Saudi and Emirati social media influencers clashed over the new regulations as Saudi influencers tweeted attacks on the UAE and the goods exported from the massive Jebel Ali free zone in Dubai, including references to the export of 10 million fake cigarette packs from the Jebel Ali port to Saudi Arabia, while the Emiratis accused Saudi Arabia of starting to think “selfishly.”
Every country has the right to arrange its internal affairs and impose its laws, and merchants always adapt to it
Emirati economic analyst Saeed Rais told The Media Line that “the new import rules imposed by Saudi Arabia go in the opposite direction of the unity of the Gulf economy.”
“We strive for economic unity and the promotion of intra-Gulf trade, but such requirements may complicate matters. All Gulf countries depend on expatriate workers, and the conditions for having a quarter of the employment of citizens cannot be matched. Even in Saudi Arabia itself, the number of foreign workers inside factories exceeds 90% of the workers that are there,” he said.
“The Jebel Ali free zone will be affected, but partially. Certainly, investors there will find alternative markets for their products, but perhaps the Saudi citizen will also be affected by the rise in prices after raising customs duties on them,” Rais added.

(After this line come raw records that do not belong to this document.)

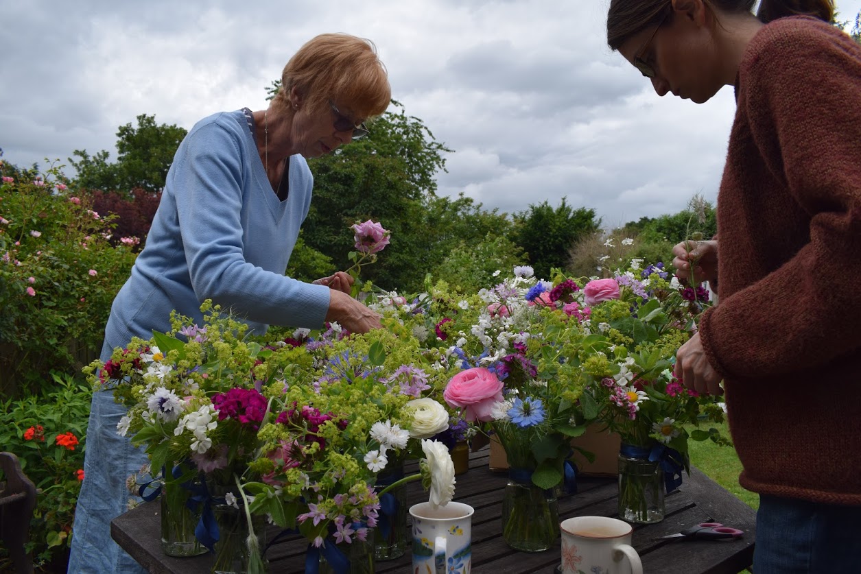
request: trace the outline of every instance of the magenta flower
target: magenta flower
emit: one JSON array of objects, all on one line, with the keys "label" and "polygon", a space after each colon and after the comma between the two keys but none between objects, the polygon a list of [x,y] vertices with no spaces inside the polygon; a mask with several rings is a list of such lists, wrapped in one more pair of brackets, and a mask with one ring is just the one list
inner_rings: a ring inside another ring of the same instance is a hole
[{"label": "magenta flower", "polygon": [[388,236],[391,232],[371,219],[350,225],[350,229],[354,231],[356,250],[360,253],[369,255],[379,253],[388,244]]}]

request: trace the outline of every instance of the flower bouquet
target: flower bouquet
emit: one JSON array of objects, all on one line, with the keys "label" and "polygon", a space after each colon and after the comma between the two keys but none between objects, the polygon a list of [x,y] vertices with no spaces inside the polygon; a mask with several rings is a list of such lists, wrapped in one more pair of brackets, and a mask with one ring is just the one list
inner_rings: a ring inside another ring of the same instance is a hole
[{"label": "flower bouquet", "polygon": [[687,440],[725,443],[718,431],[688,433],[701,417],[721,422],[714,400],[684,389],[672,373],[675,354],[696,330],[708,305],[703,287],[671,277],[663,266],[639,268],[637,260],[612,278],[585,283],[590,318],[579,353],[589,378],[584,413],[618,433],[619,515],[635,522],[664,517],[664,492],[689,471]]}]

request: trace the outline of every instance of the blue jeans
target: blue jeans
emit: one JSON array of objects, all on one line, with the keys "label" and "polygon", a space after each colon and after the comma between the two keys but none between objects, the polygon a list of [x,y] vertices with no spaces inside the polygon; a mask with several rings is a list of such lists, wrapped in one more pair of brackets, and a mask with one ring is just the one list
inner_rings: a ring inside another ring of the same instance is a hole
[{"label": "blue jeans", "polygon": [[93,393],[87,427],[84,483],[75,509],[68,574],[144,574],[134,559],[110,537],[110,522],[127,509],[133,496],[126,478],[147,462],[143,449],[116,434],[126,408],[114,402],[114,393]]},{"label": "blue jeans", "polygon": [[760,496],[753,574],[857,574],[861,507]]}]

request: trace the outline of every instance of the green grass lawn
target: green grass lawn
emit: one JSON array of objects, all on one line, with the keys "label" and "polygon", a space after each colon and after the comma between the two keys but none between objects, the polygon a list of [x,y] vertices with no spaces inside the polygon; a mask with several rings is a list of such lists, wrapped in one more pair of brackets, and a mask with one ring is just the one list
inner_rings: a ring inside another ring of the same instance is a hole
[{"label": "green grass lawn", "polygon": [[[724,436],[729,436],[727,423],[703,424],[701,429],[715,427]],[[691,432],[695,427],[688,428]],[[688,441],[688,450],[691,454],[691,464],[703,471],[712,480],[727,489],[736,497],[748,506],[759,507],[759,496],[746,491],[739,485],[739,474],[741,472],[741,463],[732,447],[722,447],[711,441]]]}]

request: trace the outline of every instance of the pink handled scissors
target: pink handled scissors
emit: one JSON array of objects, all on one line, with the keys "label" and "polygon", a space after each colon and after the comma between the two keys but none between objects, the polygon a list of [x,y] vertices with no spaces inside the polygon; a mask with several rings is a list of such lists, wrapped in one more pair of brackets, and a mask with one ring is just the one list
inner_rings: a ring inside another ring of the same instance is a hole
[{"label": "pink handled scissors", "polygon": [[702,539],[707,540],[732,540],[740,538],[745,533],[737,528],[730,528],[720,522],[703,522],[697,526],[682,530],[678,534],[661,536],[661,538],[682,538],[686,540]]}]

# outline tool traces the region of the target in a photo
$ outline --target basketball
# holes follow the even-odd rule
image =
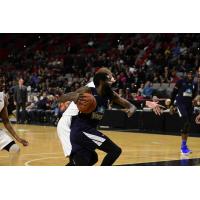
[[[82,113],[91,113],[95,110],[96,105],[95,97],[89,93],[84,93],[83,98],[77,102],[77,107]]]

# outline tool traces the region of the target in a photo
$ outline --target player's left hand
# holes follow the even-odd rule
[[[133,106],[131,108],[121,109],[121,111],[125,112],[127,114],[128,118],[129,118],[129,117],[131,117],[135,113],[136,107]]]
[[[196,117],[195,122],[196,122],[197,124],[200,124],[200,114]]]
[[[146,101],[146,106],[148,108],[153,109],[153,111],[156,115],[161,115],[162,114],[162,108],[165,109],[164,106],[162,106],[162,105],[160,105],[156,102],[153,102],[153,101]]]

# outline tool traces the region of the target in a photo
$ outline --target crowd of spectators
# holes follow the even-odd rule
[[[114,90],[129,101],[164,98],[167,90],[156,89],[170,88],[185,70],[200,66],[199,41],[200,34],[2,34],[1,87],[12,111],[14,87],[23,77],[27,119],[40,122],[55,121],[48,117],[59,114],[58,97],[86,85],[102,66],[113,72]]]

“Maybe this will be a summer cloud and it will end soon,” he said. “It is true that the entire economy is affected by the repercussions of the coronavirus, but certainly the Gulf countries remain an economic force to be reckoned with in the world, and therefore, such things will certainly improve later.”

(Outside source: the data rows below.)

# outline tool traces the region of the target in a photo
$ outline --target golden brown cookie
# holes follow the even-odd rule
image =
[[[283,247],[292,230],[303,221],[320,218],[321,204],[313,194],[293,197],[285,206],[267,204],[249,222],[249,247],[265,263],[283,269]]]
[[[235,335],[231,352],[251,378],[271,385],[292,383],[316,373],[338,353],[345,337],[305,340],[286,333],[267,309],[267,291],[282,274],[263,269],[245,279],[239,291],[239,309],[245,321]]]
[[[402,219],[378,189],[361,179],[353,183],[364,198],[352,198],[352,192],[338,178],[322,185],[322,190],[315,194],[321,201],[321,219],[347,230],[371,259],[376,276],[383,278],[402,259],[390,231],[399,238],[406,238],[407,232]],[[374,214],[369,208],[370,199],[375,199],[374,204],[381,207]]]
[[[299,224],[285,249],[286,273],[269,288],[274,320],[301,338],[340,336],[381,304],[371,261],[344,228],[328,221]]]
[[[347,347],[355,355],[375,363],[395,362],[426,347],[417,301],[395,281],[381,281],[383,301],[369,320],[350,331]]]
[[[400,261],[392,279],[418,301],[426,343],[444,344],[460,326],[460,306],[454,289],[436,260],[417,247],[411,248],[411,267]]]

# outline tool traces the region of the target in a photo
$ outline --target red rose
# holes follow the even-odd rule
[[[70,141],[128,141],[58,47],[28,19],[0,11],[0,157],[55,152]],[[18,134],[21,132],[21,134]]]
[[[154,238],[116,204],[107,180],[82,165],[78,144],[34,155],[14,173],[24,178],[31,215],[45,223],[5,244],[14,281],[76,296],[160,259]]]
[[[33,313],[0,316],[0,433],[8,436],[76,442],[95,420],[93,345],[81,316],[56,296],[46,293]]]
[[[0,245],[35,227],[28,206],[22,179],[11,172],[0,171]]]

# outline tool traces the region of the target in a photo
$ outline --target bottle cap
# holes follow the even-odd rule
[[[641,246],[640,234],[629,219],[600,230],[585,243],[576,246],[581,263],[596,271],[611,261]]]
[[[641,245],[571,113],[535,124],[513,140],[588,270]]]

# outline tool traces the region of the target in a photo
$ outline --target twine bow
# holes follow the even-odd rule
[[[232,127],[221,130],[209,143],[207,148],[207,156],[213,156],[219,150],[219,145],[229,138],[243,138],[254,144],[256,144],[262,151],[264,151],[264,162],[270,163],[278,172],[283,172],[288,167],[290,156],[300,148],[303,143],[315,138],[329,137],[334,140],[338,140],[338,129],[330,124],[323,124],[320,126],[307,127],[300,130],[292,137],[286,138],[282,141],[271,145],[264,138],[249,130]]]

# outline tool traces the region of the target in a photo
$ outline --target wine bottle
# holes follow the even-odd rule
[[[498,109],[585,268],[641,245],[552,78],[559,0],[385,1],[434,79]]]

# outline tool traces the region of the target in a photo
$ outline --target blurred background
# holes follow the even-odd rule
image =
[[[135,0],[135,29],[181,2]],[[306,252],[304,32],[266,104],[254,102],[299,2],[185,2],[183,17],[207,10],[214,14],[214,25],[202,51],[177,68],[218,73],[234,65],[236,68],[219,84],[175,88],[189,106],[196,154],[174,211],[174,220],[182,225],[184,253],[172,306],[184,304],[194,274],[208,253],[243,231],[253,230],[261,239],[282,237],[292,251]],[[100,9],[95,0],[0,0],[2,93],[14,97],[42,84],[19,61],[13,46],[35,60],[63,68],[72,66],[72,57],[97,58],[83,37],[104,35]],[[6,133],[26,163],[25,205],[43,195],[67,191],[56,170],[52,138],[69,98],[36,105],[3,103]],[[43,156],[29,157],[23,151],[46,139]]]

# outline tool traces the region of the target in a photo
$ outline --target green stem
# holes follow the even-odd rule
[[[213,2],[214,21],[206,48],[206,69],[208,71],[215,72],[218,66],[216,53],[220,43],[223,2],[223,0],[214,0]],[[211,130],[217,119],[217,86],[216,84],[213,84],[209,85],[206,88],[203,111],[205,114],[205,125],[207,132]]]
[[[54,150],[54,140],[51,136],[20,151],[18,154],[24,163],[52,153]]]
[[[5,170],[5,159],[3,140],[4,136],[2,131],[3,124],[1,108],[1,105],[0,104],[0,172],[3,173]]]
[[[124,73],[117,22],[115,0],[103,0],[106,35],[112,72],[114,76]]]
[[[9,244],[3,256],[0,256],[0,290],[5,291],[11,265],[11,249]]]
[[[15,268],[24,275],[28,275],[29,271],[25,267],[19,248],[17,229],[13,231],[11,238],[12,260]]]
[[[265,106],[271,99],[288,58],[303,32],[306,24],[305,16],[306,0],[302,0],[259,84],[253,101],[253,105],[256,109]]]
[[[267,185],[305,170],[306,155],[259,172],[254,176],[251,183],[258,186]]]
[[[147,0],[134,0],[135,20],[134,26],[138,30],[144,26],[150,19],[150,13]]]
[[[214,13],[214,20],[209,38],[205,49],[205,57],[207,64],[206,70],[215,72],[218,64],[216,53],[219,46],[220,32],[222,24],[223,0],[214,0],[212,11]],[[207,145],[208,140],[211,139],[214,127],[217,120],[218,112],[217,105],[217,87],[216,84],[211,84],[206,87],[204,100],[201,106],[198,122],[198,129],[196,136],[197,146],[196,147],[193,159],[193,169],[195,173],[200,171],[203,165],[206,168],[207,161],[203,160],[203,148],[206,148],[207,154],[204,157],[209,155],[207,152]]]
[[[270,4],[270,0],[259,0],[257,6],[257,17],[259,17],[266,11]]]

Meanwhile, Bahraini economic analyst Akbar Hussain told The Media Line that “Bahrain’s situation is different with Saudi Arabia, as the Saudis are Bahrain’s largest trading partner; but we in Bahrain have national workers everywhere, perhaps only some simple exports will be affected, but it certainly will not have a big impact.”
He added that: “Every country has the right to arrange its internal affairs and impose its laws, and merchants always adapt to it. There is nothing bad, and they always have a large profit margin that can cover the difference in customs tariffs.”